Mondo Health Updated on 2024-02-08

Not very old, old waist. For long-term sedentary professionals and student parties, the phenomenon of waist age is very common. The back is sore, stiff, unable to stand up straight, unable to bend down, and many people have a deep understanding of the sour taste of lumbar muscle strain. However, why did you get low back pain when you didn't move?

Broadly speaking, the psoas muscle is not a muscle, but a group of musclesAs the main trunk muscle group connecting the upper and lower bodyThe psoas muscles take into account the stability and flexibility of the body in daily movements.

Taking sedentary states as an example, although there seems to be no exercise, our psoas muscles still maintain a tense working state all the time.

Overuse, constant loadIt will cause fatigue and chronic damage to the lower back muscles and surrounding soft tissues. causedSoreness and pain in the lower back on one or both sides, often accompanied by lumbar spine stiffness and difficulty moving.
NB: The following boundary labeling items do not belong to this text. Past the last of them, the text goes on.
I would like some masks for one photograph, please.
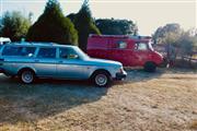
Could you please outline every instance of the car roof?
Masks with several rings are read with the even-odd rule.
[[[76,47],[71,45],[60,45],[57,43],[43,43],[43,41],[23,41],[23,43],[9,43],[7,45],[13,46],[36,46],[36,47]]]

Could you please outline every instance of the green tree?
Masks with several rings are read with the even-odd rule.
[[[83,51],[85,51],[89,35],[90,34],[101,34],[99,28],[94,24],[88,1],[84,1],[80,11],[76,14],[76,16],[73,19],[73,23],[78,31],[79,47]]]
[[[21,12],[5,12],[2,17],[1,36],[10,37],[12,41],[25,38],[31,26],[31,21],[24,17]]]
[[[44,13],[28,29],[27,40],[78,45],[78,32],[72,22],[63,16],[59,2],[48,0]]]
[[[137,35],[138,27],[132,21],[99,19],[95,21],[96,26],[104,35]]]
[[[177,23],[170,23],[166,24],[163,27],[159,27],[154,34],[152,35],[152,39],[154,44],[160,45],[175,45],[176,41],[179,39],[179,37],[183,34],[183,29],[181,28],[181,25]]]

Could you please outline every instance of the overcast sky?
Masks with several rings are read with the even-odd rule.
[[[47,0],[0,0],[5,11],[33,12],[34,21],[43,13]],[[83,0],[59,0],[65,15],[77,13]],[[166,23],[179,23],[184,29],[197,24],[197,0],[90,0],[96,19],[127,19],[138,24],[140,35],[151,35]]]

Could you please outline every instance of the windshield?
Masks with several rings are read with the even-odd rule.
[[[89,59],[90,57],[84,53],[80,48],[76,47],[74,50],[78,52],[78,55],[80,56],[80,58],[82,59]]]

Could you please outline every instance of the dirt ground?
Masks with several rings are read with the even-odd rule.
[[[0,76],[0,131],[197,131],[197,72],[130,70],[125,82]]]

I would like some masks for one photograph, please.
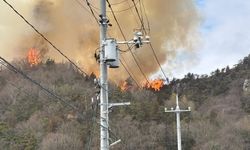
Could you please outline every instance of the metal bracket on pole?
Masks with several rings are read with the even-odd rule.
[[[114,106],[128,106],[130,105],[131,103],[130,102],[123,102],[123,103],[109,103],[108,104],[108,108],[112,108]]]
[[[176,113],[176,130],[177,130],[177,148],[178,150],[181,150],[181,120],[180,120],[180,114],[182,112],[190,112],[191,107],[188,107],[186,110],[182,110],[179,107],[179,100],[178,100],[178,93],[176,94],[176,108],[174,109],[173,107],[171,110],[168,110],[165,107],[165,112],[167,113]]]
[[[115,142],[111,143],[111,144],[109,145],[109,147],[112,147],[112,146],[114,146],[114,145],[116,145],[116,144],[120,143],[121,141],[122,141],[122,140],[121,140],[121,139],[119,139],[119,140],[117,140],[117,141],[115,141]]]

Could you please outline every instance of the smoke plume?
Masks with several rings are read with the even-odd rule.
[[[121,0],[122,1],[122,0]],[[79,1],[88,8],[84,1]],[[117,0],[110,0],[110,3],[117,3]],[[2,2],[3,3],[3,2]],[[99,11],[99,1],[91,3]],[[148,29],[147,17],[150,23],[150,37],[155,48],[156,55],[161,64],[175,59],[178,49],[185,49],[192,53],[197,42],[197,28],[199,25],[199,15],[193,0],[135,0],[138,11],[144,14],[141,16],[144,26]],[[72,0],[21,0],[12,1],[17,8],[41,33],[52,41],[69,58],[74,60],[88,73],[98,74],[99,65],[97,64],[94,53],[99,47],[99,26],[77,1]],[[142,6],[145,6],[145,10]],[[134,29],[141,28],[140,21],[134,9],[132,1],[113,5],[116,16],[125,33],[127,39],[133,38]],[[4,33],[0,36],[1,54],[9,59],[25,57],[31,47],[37,48],[45,58],[55,59],[61,62],[64,58],[53,48],[39,37],[28,25],[22,22],[14,12],[7,6],[1,4],[4,14],[0,17],[4,23],[0,23],[0,31]],[[126,11],[117,12],[131,7]],[[109,11],[108,7],[107,10]],[[112,27],[108,29],[108,36],[123,40],[119,29],[110,12],[107,13]],[[8,16],[8,17],[6,17]],[[98,17],[98,16],[97,16]],[[148,31],[149,32],[149,31]],[[127,49],[121,46],[121,49]],[[159,66],[153,57],[149,45],[144,45],[141,49],[133,50],[141,69],[147,77],[159,70]],[[145,80],[137,67],[130,52],[122,53],[126,60],[129,71],[133,77],[142,82]],[[168,65],[168,64],[167,64]],[[111,70],[111,69],[110,69]],[[166,70],[165,72],[171,72]],[[121,66],[119,69],[110,71],[110,79],[120,82],[128,78],[128,74]]]

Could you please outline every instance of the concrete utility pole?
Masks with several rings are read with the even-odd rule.
[[[182,112],[190,112],[191,107],[188,107],[187,110],[181,110],[179,107],[179,100],[178,100],[178,92],[176,92],[176,108],[172,107],[171,110],[167,110],[165,108],[165,112],[170,112],[170,113],[176,113],[176,129],[177,129],[177,148],[178,150],[181,150],[181,121],[180,121],[180,114]]]
[[[108,67],[119,68],[118,44],[134,44],[136,48],[140,48],[144,43],[150,42],[150,37],[144,37],[142,32],[136,32],[131,41],[117,42],[114,38],[107,38],[106,32],[109,20],[106,17],[106,0],[100,0],[100,7],[100,79],[98,81],[100,87],[100,150],[109,150],[110,146],[114,146],[121,141],[118,139],[109,144],[109,109],[115,106],[130,105],[130,102],[109,103]]]
[[[108,125],[108,81],[105,61],[105,42],[107,32],[106,0],[100,0],[100,149],[109,150]]]

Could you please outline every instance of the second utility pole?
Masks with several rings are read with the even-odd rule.
[[[109,150],[108,125],[108,81],[105,61],[105,42],[107,32],[106,1],[100,0],[100,150]]]

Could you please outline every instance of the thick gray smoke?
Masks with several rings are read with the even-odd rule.
[[[84,1],[80,2],[87,8]],[[99,7],[98,0],[91,2],[95,7]],[[110,2],[117,3],[118,1],[110,0]],[[151,42],[155,47],[160,63],[164,64],[171,59],[175,59],[178,49],[185,49],[192,53],[193,47],[197,42],[197,28],[200,21],[193,0],[143,0],[142,2],[143,4],[140,4],[139,0],[135,0],[138,10],[142,14],[144,14],[142,5],[145,6],[150,22]],[[99,27],[91,14],[84,10],[76,1],[22,0],[12,2],[12,4],[39,31],[67,56],[76,61],[84,70],[88,73],[94,72],[98,74],[99,67],[94,58],[94,52],[99,45]],[[114,5],[113,9],[119,11],[132,5],[132,1],[127,1]],[[1,14],[0,17],[6,19],[5,24],[2,25],[2,30],[6,26],[8,27],[8,33],[3,32],[4,34],[8,34],[8,36],[4,38],[4,42],[0,43],[5,45],[5,49],[0,50],[1,54],[3,53],[9,59],[25,57],[27,50],[35,47],[40,53],[44,54],[44,59],[50,57],[57,62],[64,60],[59,53],[53,50],[29,26],[22,23],[22,20],[13,15],[14,13],[11,10],[3,4],[0,7],[4,7],[2,11],[5,11],[5,15]],[[107,8],[107,10],[109,9]],[[96,9],[96,11],[98,10]],[[6,17],[6,15],[9,17]],[[134,29],[141,27],[135,9],[131,8],[127,11],[117,12],[116,15],[127,39],[133,38]],[[113,24],[108,29],[108,34],[118,40],[123,40],[111,13],[108,12],[108,16]],[[145,15],[142,18],[147,28]],[[18,22],[21,23],[18,24]],[[121,46],[121,49],[126,49],[126,47]],[[159,66],[148,45],[144,45],[141,49],[133,50],[133,53],[136,55],[142,70],[147,76],[159,70]],[[122,56],[127,60],[129,70],[133,72],[135,78],[140,82],[144,81],[145,79],[136,66],[131,54],[129,52],[123,53]],[[171,70],[165,71],[170,72]],[[123,67],[115,71],[110,71],[110,75],[110,78],[115,82],[125,80],[128,77]]]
Proper sitting posture is very important to prevent and alleviate lumbar muscle strain. Make sure your spine remains naturally curved, your back is straight, your shoulders are relaxed, and you refuse to stilt your legs.

You think that the stilted legs are a decompression, but you don't know that long-term unilateral stilts will make the body center of gravity.

Biased to one side, the pelvis is tilted to one side, the lumbar spine is offset to one side, and in the long run, the misaligned pelvis and lumbar spine compress the nerves, so you like to lift long and short feet, high and low shoulders, scoliosis, lumbar disc herniation, ......

In order to defend the unshakable status of "the most beautiful cub in the whole office", stand your back! Straighten your sitting posture! Put down your Erlang legs!

Choose ergonomic office chairs and desks with a high and high angle to avoid discomfort caused by being too high or too low. In addition, using lumbar pads or lumbar cushions for extra support is also a great option for relieving low back pain.

Every once in a while, get up and do a simple stretch to move your stiff muscles. Such as turning the waist, bending the back, stretching the legs, etc. This improves blood circulation and relieves fatigue in the lower back.

By exercising the lumbar muscles regularly, you can enhance the stability and endurance of the lumbar body, awaken and reshape the strength of the waist and abdomen, especially the strength of the core stabilizing muscles, and prevent the reversal of low back pain.

Common actions include:

Lie flat, bend your legs at your knees, try to get as close to your chest as possible, hold your calves with both hands, relax your lower back muscles, and hold on for 10 seconds, 30 times as a group, one group each morning and evening.

Lie flat, put your feet, shoulders and head on the bed, raise your abdomen upward, hold on to the highest point for 30 seconds, slowly put it down, and repeat 5-10 times as a group.

In the prone position, keeping the pelvis close to the bed, gently lift the upper body with your hands, keeping your waist and hips relaxed during the process, hold this position for 1 second and repeat 10 times.

In the supine position, with both knees flexed, hands crossed in front of the chest, and the upper body gently lifted off the bed, hold for 2 4 seconds, then gently lay down to the starting position, repeat 10 times.

In the supine position, keeping the waist close to the bed, straighten one side of the lower limb and slowly raise it by 20 30 cm, keep the lower limb elevated position for about 10 seconds, then slowly lower it again, repeat 10 times.